Developing Bass String Crossing Skills
One technical skill you will always need on bass is to be able to cleanly jump from one string to any other string. Going from one string to a neighboring string is not too challenging. But, when you have to skip one or more strings, you may find muting and accuracy challenging.
Your aim is to develop control over your bass plucking technique. By control I am talking about:
- rhythmic accuracy
- tonal consistency
- dynamic balance (volume) between different plucking fingers
- dynamic balance between strings
- string muting technique between both hands
To work on this practice the string crossing exercises. They can be played as fast or slow as you want. Aim for accuracy before speed. If it sounds sloppy slowly, it will sound sloppy at faster tempos, too.
Some Tips on String Crossing Technique...
Students have a tendency to rush the rhythm of the note prior to the string skip. Probably so they have more time to get to the other string. Try to pay attention to that. Use a metronome!

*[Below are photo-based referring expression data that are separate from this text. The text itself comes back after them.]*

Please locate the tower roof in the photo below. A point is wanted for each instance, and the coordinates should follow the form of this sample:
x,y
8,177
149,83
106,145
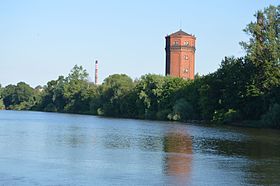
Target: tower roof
x,y
180,32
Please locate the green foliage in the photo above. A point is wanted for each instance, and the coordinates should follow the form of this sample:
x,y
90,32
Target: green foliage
x,y
263,49
225,117
114,89
245,88
18,97
182,111
272,117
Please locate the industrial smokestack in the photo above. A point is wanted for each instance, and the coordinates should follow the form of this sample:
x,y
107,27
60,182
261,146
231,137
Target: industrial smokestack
x,y
96,72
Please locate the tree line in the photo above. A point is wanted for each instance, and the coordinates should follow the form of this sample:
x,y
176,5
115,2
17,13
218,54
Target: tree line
x,y
244,90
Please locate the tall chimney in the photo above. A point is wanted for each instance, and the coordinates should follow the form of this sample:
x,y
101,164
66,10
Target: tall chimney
x,y
96,72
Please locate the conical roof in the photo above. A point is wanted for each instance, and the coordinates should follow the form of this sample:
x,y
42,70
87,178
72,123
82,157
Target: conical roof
x,y
180,32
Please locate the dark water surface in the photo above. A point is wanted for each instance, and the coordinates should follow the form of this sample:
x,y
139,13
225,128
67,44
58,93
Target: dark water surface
x,y
62,149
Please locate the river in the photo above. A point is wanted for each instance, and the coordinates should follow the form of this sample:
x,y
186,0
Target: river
x,y
39,148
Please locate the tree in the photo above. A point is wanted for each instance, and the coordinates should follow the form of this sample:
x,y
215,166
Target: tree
x,y
263,49
149,92
20,96
113,90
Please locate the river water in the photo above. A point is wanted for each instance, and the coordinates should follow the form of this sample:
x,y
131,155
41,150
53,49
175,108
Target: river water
x,y
39,148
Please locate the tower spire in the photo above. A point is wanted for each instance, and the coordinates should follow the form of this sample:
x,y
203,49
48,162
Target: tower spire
x,y
96,72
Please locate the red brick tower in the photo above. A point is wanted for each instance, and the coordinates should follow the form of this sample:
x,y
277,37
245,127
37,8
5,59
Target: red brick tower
x,y
180,55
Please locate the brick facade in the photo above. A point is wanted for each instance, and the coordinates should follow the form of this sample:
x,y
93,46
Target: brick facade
x,y
180,55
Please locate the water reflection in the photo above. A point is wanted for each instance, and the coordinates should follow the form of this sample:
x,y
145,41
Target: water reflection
x,y
178,146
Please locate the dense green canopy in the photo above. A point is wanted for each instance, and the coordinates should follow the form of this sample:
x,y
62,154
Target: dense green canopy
x,y
243,90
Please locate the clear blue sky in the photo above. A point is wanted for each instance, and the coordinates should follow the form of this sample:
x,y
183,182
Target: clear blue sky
x,y
40,40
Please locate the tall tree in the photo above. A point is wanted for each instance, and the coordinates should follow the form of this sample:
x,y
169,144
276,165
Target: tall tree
x,y
263,49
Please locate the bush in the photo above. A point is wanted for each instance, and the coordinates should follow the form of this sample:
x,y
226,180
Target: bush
x,y
222,117
272,117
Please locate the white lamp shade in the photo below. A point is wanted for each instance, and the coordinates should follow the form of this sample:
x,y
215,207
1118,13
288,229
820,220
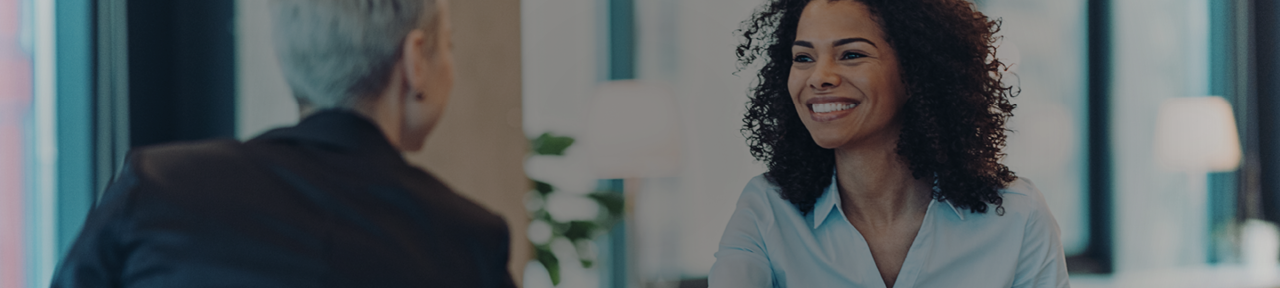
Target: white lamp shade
x,y
1197,135
632,131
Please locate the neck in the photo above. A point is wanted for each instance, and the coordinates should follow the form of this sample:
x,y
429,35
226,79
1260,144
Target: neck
x,y
876,186
385,113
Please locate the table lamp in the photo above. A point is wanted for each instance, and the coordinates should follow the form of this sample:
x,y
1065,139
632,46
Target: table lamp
x,y
1197,136
632,133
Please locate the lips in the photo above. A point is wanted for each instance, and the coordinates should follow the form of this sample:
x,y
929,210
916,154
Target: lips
x,y
830,108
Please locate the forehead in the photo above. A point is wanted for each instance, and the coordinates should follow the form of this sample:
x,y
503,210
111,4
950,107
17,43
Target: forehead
x,y
826,19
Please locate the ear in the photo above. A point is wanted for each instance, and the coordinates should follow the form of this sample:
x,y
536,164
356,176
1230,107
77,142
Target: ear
x,y
415,58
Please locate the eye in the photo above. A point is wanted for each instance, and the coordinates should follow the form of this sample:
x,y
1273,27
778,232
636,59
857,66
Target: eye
x,y
850,55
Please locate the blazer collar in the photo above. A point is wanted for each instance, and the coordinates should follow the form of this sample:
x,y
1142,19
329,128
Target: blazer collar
x,y
830,201
339,129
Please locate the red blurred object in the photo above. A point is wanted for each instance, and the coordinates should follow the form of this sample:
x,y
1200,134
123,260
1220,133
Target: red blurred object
x,y
14,105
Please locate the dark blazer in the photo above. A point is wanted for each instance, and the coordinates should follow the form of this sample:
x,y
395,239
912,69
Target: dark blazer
x,y
328,202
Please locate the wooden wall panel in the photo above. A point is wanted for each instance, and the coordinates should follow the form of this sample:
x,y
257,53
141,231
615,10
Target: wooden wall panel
x,y
479,146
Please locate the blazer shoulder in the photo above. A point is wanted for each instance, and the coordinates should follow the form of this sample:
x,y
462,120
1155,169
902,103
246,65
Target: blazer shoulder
x,y
188,161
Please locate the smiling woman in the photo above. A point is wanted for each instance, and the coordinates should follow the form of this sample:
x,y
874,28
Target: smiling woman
x,y
882,123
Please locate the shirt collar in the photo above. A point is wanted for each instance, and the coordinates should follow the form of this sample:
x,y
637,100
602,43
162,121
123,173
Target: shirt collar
x,y
830,201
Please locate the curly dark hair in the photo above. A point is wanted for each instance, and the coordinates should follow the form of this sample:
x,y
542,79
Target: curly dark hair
x,y
954,118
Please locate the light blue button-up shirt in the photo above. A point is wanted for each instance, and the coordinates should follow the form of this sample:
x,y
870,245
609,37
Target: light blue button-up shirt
x,y
769,243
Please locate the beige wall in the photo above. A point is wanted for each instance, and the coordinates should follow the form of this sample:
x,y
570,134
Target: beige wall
x,y
479,147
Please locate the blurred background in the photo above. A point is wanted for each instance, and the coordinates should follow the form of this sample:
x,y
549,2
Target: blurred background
x,y
607,132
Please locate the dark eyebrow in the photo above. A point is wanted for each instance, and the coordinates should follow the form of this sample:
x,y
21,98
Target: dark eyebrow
x,y
844,41
836,44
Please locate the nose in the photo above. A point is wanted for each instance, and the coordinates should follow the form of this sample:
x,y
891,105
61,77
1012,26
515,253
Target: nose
x,y
824,76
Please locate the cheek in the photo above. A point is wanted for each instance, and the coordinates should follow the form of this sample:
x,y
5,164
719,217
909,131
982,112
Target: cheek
x,y
795,83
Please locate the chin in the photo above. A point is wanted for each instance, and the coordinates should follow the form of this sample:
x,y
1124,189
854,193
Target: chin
x,y
827,141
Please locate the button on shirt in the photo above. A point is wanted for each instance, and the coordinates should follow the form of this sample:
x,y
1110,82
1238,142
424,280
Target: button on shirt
x,y
771,243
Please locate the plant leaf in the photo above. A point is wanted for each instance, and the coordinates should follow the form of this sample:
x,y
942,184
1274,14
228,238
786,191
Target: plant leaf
x,y
549,144
542,187
549,261
581,231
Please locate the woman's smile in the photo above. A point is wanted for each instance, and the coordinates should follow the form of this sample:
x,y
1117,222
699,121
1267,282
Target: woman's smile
x,y
830,108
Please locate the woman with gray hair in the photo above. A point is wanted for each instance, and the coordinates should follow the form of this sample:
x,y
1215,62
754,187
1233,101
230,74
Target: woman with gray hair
x,y
329,202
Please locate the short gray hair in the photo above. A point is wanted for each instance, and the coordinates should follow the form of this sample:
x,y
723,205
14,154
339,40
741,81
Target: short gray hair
x,y
336,51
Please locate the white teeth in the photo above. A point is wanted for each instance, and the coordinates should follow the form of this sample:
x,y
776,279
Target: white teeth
x,y
832,106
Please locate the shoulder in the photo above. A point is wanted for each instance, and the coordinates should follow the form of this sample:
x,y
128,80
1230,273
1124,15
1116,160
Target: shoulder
x,y
759,193
760,202
438,196
186,160
1024,201
1023,196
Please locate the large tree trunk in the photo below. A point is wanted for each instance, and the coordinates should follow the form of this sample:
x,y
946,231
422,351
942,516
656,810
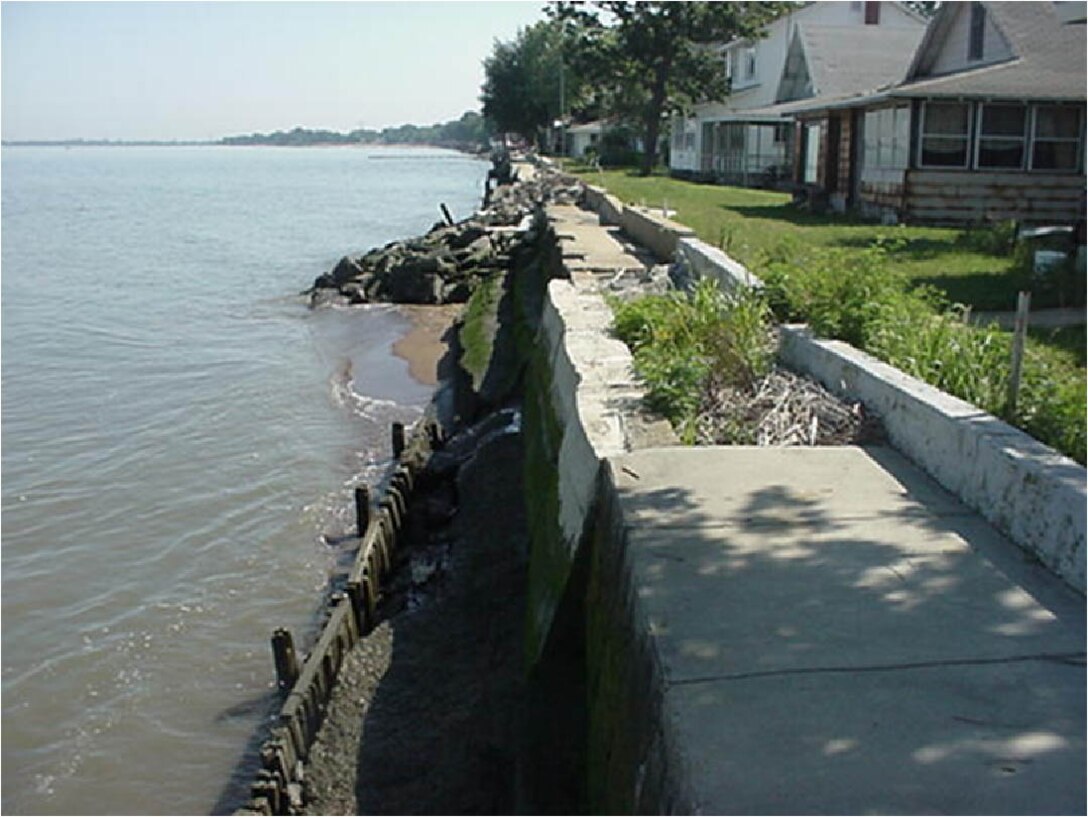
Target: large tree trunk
x,y
652,123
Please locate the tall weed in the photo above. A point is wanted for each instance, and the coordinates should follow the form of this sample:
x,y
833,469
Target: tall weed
x,y
683,342
854,297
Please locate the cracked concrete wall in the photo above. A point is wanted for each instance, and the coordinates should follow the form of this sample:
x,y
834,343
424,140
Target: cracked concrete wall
x,y
1026,490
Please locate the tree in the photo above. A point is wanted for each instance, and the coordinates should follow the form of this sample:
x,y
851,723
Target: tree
x,y
527,83
655,59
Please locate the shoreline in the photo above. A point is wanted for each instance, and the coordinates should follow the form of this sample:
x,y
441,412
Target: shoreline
x,y
422,346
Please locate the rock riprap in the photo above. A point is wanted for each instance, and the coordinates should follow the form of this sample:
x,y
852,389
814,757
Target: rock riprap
x,y
446,264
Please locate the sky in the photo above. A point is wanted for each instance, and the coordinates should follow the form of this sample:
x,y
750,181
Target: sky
x,y
206,70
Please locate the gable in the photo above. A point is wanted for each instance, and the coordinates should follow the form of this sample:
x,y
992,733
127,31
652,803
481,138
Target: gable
x,y
796,82
949,49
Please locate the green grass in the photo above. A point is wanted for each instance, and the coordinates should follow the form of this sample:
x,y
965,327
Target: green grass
x,y
885,289
749,224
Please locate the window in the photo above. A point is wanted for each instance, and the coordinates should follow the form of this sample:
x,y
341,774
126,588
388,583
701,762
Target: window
x,y
1001,136
887,138
1055,141
946,131
750,63
977,34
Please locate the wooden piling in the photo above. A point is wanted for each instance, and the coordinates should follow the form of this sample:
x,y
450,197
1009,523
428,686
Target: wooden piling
x,y
286,659
361,509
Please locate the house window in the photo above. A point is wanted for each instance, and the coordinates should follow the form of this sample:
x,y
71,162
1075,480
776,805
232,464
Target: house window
x,y
1001,136
1055,139
977,34
946,131
750,63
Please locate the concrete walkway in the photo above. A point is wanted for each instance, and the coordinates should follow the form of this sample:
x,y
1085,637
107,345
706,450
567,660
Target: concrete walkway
x,y
837,634
588,247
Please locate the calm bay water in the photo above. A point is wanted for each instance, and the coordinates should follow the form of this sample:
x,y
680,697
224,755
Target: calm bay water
x,y
178,431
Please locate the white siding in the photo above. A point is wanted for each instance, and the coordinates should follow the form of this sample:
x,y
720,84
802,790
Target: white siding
x,y
770,59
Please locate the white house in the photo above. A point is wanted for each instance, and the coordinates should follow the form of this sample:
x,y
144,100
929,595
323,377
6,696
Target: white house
x,y
744,138
988,123
581,137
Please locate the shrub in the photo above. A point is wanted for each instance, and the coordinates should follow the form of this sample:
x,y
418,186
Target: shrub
x,y
854,297
682,342
839,293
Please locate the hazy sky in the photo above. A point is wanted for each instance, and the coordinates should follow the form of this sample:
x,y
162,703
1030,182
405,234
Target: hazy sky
x,y
206,70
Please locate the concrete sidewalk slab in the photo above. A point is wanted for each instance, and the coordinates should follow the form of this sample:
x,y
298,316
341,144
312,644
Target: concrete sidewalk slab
x,y
590,247
837,634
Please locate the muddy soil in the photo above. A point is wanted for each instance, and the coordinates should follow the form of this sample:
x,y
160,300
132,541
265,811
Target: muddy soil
x,y
427,716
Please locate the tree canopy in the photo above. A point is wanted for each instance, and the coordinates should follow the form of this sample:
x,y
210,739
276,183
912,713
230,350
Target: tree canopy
x,y
529,83
653,59
468,133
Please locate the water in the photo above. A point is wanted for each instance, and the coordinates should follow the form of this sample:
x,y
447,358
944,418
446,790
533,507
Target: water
x,y
178,431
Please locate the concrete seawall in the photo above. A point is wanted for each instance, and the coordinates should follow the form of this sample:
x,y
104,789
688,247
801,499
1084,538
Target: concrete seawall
x,y
645,750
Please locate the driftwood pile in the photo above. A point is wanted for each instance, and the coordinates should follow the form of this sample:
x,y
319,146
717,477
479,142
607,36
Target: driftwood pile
x,y
782,409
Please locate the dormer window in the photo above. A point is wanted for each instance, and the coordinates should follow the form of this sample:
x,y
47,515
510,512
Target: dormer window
x,y
749,58
977,35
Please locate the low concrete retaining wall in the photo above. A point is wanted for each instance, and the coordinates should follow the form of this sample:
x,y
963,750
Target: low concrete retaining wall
x,y
654,231
1026,490
580,391
705,261
607,207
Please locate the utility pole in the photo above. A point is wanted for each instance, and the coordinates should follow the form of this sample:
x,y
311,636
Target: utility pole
x,y
563,109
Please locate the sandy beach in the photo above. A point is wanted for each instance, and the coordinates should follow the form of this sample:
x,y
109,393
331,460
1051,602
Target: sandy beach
x,y
423,346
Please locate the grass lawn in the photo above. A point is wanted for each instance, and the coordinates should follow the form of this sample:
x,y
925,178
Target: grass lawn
x,y
748,223
755,225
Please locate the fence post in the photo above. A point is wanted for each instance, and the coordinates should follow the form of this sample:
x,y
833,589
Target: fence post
x,y
1020,335
286,659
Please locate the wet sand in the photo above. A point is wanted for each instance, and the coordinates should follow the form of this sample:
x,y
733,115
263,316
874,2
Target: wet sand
x,y
423,346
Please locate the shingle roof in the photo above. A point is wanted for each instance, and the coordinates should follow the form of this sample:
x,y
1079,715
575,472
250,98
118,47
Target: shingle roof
x,y
848,60
1049,60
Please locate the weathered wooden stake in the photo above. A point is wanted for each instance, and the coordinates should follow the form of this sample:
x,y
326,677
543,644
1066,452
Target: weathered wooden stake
x,y
1020,335
361,509
398,440
286,659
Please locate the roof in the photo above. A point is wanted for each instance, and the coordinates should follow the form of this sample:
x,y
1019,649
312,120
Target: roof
x,y
848,60
586,127
1048,63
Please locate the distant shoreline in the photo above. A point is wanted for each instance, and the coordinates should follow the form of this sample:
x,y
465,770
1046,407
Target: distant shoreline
x,y
109,144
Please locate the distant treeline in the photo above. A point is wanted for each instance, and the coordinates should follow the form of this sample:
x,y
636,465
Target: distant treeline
x,y
469,132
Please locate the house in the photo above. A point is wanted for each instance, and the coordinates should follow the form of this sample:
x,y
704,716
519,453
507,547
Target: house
x,y
810,51
581,137
988,123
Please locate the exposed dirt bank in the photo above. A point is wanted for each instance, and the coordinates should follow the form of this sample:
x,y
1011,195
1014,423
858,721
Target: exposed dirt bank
x,y
427,715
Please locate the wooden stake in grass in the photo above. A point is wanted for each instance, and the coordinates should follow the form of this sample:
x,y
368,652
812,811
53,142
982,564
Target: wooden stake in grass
x,y
1020,334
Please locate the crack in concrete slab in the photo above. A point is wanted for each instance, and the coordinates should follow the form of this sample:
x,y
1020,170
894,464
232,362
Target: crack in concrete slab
x,y
1073,659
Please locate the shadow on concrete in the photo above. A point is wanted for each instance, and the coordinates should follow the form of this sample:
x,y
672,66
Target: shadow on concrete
x,y
818,658
441,734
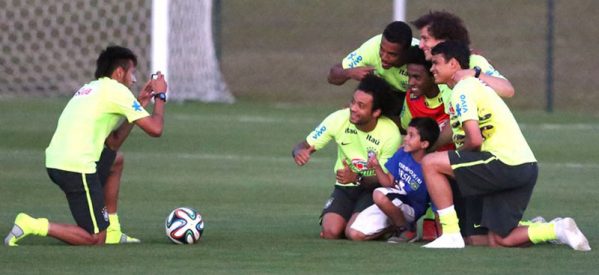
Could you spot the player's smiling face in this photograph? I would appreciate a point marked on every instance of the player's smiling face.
(361, 109)
(420, 81)
(427, 42)
(412, 141)
(441, 69)
(390, 54)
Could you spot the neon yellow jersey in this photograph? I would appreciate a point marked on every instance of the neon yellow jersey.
(475, 60)
(368, 55)
(89, 117)
(473, 100)
(354, 145)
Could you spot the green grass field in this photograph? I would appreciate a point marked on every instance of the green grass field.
(232, 162)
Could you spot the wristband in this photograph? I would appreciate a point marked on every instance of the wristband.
(477, 71)
(161, 96)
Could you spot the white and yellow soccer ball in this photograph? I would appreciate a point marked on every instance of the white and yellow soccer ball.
(184, 225)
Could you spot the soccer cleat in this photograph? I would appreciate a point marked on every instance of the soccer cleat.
(24, 226)
(403, 236)
(568, 233)
(429, 230)
(118, 237)
(449, 240)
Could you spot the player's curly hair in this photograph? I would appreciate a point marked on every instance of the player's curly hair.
(398, 32)
(443, 25)
(113, 57)
(415, 55)
(428, 129)
(381, 92)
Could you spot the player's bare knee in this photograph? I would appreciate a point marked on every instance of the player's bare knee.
(119, 162)
(355, 235)
(379, 197)
(331, 233)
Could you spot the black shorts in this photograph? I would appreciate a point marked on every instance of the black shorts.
(346, 201)
(85, 196)
(505, 190)
(105, 163)
(469, 210)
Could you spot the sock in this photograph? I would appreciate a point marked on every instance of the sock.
(114, 222)
(449, 220)
(541, 232)
(42, 227)
(429, 214)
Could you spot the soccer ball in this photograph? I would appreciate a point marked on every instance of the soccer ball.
(184, 225)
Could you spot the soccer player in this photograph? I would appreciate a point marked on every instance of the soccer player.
(493, 161)
(381, 55)
(359, 130)
(436, 27)
(403, 198)
(423, 99)
(84, 126)
(439, 26)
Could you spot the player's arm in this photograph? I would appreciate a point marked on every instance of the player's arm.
(301, 152)
(384, 179)
(474, 139)
(115, 140)
(500, 85)
(154, 124)
(444, 138)
(338, 75)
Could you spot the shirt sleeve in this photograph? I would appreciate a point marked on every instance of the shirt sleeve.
(325, 131)
(389, 149)
(484, 65)
(464, 101)
(362, 56)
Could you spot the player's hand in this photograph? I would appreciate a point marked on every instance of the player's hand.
(372, 161)
(145, 94)
(346, 175)
(461, 74)
(360, 72)
(302, 156)
(159, 83)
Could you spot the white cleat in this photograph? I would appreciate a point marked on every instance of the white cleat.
(568, 233)
(452, 240)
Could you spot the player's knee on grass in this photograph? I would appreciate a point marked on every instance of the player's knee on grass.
(333, 226)
(379, 197)
(119, 162)
(355, 235)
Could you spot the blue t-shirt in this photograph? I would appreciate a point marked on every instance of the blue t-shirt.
(408, 179)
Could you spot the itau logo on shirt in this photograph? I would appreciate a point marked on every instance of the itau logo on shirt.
(136, 106)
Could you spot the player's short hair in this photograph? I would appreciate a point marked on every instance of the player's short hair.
(415, 55)
(427, 128)
(398, 32)
(381, 92)
(113, 57)
(453, 49)
(443, 25)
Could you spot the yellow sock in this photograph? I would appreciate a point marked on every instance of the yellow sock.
(43, 225)
(449, 220)
(114, 222)
(541, 232)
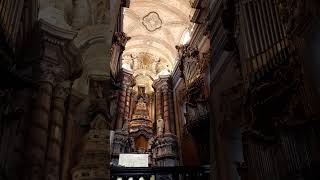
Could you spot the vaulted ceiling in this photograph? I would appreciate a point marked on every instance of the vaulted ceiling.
(155, 28)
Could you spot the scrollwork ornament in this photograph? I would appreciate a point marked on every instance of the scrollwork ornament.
(120, 39)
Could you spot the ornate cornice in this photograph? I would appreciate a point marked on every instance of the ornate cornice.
(162, 82)
(59, 51)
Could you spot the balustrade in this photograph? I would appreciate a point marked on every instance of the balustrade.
(154, 173)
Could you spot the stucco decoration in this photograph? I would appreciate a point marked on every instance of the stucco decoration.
(155, 28)
(152, 21)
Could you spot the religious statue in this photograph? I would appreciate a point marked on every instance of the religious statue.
(98, 90)
(160, 125)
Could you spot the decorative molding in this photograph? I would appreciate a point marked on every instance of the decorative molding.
(152, 21)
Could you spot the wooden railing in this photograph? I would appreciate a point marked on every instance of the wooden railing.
(155, 173)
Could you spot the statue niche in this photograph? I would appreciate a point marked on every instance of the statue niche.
(140, 126)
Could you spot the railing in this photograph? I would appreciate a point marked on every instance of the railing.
(159, 173)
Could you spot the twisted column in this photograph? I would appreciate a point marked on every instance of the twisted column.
(125, 98)
(166, 114)
(158, 104)
(40, 123)
(61, 91)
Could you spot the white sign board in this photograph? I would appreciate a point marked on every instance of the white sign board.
(133, 160)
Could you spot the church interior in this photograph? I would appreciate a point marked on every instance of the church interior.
(159, 90)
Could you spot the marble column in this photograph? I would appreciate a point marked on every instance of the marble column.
(121, 106)
(61, 91)
(40, 123)
(158, 104)
(166, 111)
(165, 151)
(125, 98)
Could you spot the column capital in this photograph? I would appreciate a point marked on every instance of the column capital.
(62, 90)
(120, 39)
(48, 72)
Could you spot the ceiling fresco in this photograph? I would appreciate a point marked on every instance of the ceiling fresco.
(155, 28)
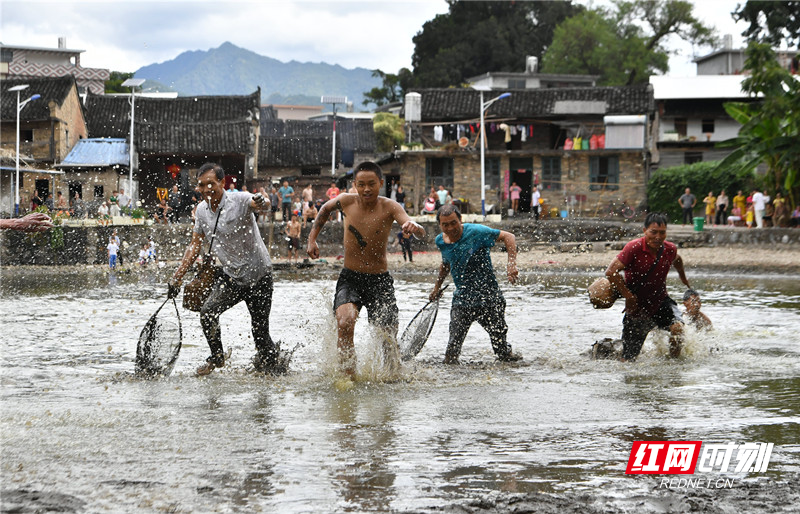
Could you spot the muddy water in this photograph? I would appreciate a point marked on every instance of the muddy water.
(551, 434)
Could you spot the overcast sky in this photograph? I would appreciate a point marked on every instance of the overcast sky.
(124, 35)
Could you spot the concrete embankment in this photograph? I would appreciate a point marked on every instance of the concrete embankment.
(87, 244)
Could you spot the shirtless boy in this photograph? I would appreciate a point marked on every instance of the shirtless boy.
(364, 281)
(693, 314)
(293, 233)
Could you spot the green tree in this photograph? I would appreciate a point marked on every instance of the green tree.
(624, 45)
(770, 21)
(590, 44)
(480, 37)
(392, 89)
(389, 133)
(770, 126)
(114, 82)
(667, 185)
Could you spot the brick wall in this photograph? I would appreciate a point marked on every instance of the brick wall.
(574, 178)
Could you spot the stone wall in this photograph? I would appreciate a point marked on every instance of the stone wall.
(575, 178)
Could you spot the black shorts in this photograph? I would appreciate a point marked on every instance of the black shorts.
(635, 329)
(373, 291)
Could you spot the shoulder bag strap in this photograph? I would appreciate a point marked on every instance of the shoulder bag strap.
(214, 233)
(647, 275)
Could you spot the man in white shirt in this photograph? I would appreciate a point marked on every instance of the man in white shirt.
(759, 206)
(123, 200)
(246, 273)
(535, 195)
(442, 194)
(112, 248)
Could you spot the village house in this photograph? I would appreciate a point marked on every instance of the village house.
(301, 151)
(690, 117)
(28, 62)
(49, 127)
(175, 136)
(584, 147)
(95, 168)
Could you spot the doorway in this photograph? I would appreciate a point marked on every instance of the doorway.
(521, 172)
(75, 187)
(43, 188)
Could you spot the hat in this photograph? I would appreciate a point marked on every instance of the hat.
(689, 293)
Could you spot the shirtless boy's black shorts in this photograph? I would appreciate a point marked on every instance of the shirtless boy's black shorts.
(373, 291)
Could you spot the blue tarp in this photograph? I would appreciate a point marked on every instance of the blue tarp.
(99, 152)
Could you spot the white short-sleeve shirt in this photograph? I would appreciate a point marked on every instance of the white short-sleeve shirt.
(238, 244)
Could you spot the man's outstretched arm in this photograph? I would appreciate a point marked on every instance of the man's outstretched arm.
(510, 241)
(322, 217)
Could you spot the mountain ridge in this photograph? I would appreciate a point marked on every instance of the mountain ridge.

Try to get an even tone between your different plucking fingers. You don't want one finger sounding much different than the others (or at least you want control over it if you do).
Try to keep the volume even on each string and between strings. Sometimes your bass strings and setup can create an uneven response between the strings. If you are struggling with this, try another bass to see if it's you or your bass.
Remember, to get a clear sound you need to allow just one string to ring at a time. Both hands help mute the strings. When you pluck follow through and land on the string below. Use your plucking hand thumb to mute the E-string. If you're using my ring-finger technique, mute the A-string with it whenever you play the G-string. Or, mute with the wandering thumb technique. Finally, use your fretting hand to mute the strings by letting it lightly touch/rest on the strings above the string you are playing. (Remember, above in pitch.)
Getting all of this down doesn't happen overnight. Take your time with these exercises.
Expanding the String Crossing Exercises
If you have a 5- or 6-string bass, expand the exercises to include all your strings.
You can alter these exercises by applying any rhythm you want. You can also try groups of 3 notes, or 4, or 5. How about 1 note per string? Or, 1 note on the main string and 3 on the others. Challenge yourself. There are limitless possibilities and permutations.
I know these exercises are boring, but they help a lot. To play them cleany is not as easy as it sounds. Do them for a few minutes a day and you'll see a difference.